El Día Mundial del Chagas ha puesto de relieve una situación preocupante en Argentina: el país sigue siendo incapaz de controlar la transmisión vectorial de esta enfermedad endémica. A pesar de los esfuerzos de otros países de la región, Argentina, junto con Bolivia, se encuentra rezagada en este aspecto, lo que ha llevado a calificar esta situación como una vergüenza nacional.
El documental «Chagas, orquesta invisible», dirigido por Lucas Martelli, arroja luz sobre esta problemática, destacando la incapacidad del país para cumplir con los requisitos de control vectorial establecidos por la Organización Panamericana de la Salud (OPS).
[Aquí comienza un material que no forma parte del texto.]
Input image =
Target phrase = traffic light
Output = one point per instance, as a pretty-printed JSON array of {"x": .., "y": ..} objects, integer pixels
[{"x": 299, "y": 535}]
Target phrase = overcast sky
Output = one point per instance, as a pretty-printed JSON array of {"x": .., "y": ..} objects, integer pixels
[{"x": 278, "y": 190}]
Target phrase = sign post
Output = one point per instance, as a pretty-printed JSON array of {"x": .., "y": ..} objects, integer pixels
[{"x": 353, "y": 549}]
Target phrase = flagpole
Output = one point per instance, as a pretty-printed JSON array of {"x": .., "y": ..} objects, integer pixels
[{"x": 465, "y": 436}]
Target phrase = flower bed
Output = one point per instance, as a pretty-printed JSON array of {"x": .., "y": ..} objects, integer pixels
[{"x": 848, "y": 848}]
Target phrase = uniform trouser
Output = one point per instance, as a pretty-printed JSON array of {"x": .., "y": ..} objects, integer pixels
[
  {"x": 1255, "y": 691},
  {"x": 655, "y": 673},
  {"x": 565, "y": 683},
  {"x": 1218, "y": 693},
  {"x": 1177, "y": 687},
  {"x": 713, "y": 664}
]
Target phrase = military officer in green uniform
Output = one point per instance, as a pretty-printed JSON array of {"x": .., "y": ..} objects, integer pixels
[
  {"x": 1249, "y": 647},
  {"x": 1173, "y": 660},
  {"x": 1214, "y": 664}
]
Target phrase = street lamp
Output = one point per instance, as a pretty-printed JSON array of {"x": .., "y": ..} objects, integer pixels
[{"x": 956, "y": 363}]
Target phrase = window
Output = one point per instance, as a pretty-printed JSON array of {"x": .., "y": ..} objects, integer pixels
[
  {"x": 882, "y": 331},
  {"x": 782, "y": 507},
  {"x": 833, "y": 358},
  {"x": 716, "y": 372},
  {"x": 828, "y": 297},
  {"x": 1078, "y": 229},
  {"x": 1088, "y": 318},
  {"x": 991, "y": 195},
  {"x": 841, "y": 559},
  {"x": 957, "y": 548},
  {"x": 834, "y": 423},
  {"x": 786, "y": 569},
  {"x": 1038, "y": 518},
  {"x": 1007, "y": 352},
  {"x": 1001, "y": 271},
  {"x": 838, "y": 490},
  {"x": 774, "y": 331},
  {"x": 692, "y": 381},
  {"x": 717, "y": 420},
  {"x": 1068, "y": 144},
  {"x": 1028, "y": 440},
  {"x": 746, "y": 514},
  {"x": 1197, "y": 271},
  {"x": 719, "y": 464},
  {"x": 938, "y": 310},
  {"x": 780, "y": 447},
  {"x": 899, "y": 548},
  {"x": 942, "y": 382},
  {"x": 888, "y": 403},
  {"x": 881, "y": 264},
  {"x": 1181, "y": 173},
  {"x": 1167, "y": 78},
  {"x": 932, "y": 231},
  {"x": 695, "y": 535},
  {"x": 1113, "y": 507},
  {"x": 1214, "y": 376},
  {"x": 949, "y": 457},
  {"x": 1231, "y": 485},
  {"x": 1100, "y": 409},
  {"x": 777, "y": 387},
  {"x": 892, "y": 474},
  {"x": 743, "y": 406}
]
Aunque se han logrado avances en algunas provincias, la falta de recursos y decisiones políticas han obstaculizado los esfuerzos a nivel nacional.
El pediatra e infectólogo Héctor Freilij, quien participa en el documental, advierte que el Chagas nunca se erradicará por completo debido a la persistencia de la vinchuca, el vector transmisor de la enfermedad. Sin embargo, destaca la importancia de evitar que este insecto se establezca en entornos domésticos para prevenir la propagación de la enfermedad.
El problema se agrava en las zonas urbanas, donde la mayoría de los nuevos casos se producen por transmisión vertical, de madre a hijo. El Dr. Jaime Altcheh del Hospital de Niños Ricardo Gutiérrez enfatiza la necesidad de diagnosticar y tratar adecuadamente a las mujeres en edad fértil para prevenir la transmisión congénita.
A pesar de estos desafíos, la falta de datos confiables dificulta la evaluación precisa de la situación. Según Ricardo Hernández, exdirector del Programa Nacional de Chagas, la Argentina carece de informes oficiales sobre la enfermedad, lo que dificulta la toma de decisiones efectivas a nivel gubernamental.
La lucha contra el Chagas en Argentina enfrenta numerosos obstáculos, desde la falta de recursos hasta la indiferencia política. A menos que se tomen medidas decisivas, la situación continuará siendo una vergüenza nacional y una amenaza para la salud pública.